British manufacturing output powers to 16-year high

8th July 2010, Comments 0 comments

British manufacturers broke through the gloom in May, raising output by 4.3 percent over 12 months, the biggest rise for nearly 16 years as Britain recovers from a record recession, official data showed on Thursday.

On a monthly basis, output gained 0.3 percent in May from output in April, as electrical goods production rose sharply, the Office for National Statistics said in a statement.

Economists had expected manufacturing output to have increased in May by 0.3 percent on the month and by 4.4 percent on a 12-month comparison, Dow Jones Newswires said.

"Total manufacturing output rose by 4.3 percent in May 2010 compared to the same month a year ago. This is the strongest picture since December 1994," the ONS said.

"The largest contributors to the rise were the machinery and equipment industries, which rose by 13.7 percent and the basic metals and metal products industries, which increased by 9.0 percent.

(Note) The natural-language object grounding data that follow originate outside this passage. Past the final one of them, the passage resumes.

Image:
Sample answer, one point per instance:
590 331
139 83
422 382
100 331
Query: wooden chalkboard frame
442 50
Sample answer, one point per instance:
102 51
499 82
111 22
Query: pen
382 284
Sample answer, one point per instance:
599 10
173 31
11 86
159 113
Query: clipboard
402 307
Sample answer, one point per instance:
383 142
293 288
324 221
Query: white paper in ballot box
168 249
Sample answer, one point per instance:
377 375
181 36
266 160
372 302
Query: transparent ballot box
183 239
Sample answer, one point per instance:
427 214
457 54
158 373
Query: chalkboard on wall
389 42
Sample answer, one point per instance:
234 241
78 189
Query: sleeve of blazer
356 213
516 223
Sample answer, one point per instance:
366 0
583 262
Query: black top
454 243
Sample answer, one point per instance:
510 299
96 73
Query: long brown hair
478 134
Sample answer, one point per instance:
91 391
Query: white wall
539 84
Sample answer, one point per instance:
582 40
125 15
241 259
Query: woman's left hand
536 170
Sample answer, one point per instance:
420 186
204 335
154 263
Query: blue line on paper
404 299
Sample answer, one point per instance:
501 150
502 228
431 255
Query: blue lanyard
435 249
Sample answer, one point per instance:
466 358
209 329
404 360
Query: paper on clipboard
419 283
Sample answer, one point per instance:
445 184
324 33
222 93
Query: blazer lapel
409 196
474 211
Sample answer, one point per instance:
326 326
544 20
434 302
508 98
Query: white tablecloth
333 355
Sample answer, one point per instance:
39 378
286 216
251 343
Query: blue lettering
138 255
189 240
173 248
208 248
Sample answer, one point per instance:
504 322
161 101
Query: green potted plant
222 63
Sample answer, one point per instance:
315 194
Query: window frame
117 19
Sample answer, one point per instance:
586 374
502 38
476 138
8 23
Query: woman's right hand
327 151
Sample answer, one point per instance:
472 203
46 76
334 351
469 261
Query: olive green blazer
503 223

"The largest decrease in output over the same period was 3.2 percent in the chemicals and man-made fibres industries," the ONS added.

The strong performance was skewed by a collapse in output one year ago when the British economy was mired in a record-length recession, which it subsequently escaped in late 2009.

The ONS added that its broader measure of industrial production, including mining and quarrying, and electricity, gas, and water supply, was 0.7-percent stronger in May from April, and was 2.6-percent stronger on the year. That was the biggest annual gain since June 2000.

Owen James, economist at the Centre for Economics and Business Research consultancy, said the latest data showed that industry was recovering well from the sharp downturn.

But he warned that looming government spending cuts could drain demand from the public sector.

"On the whole the data suggests that the UK's production industries are recovering quite smartly," said James.

"With the major government spending cuts drawing closer, it is unlikely that fast growth will be sustainable when demand from the public sector drops off."

The data was published ahead of an interest rate decision from the Bank of England. The British central bank is widely expected to keep its key lending rate on hold at a record low 0.50 percent amid the fragile economic recovery.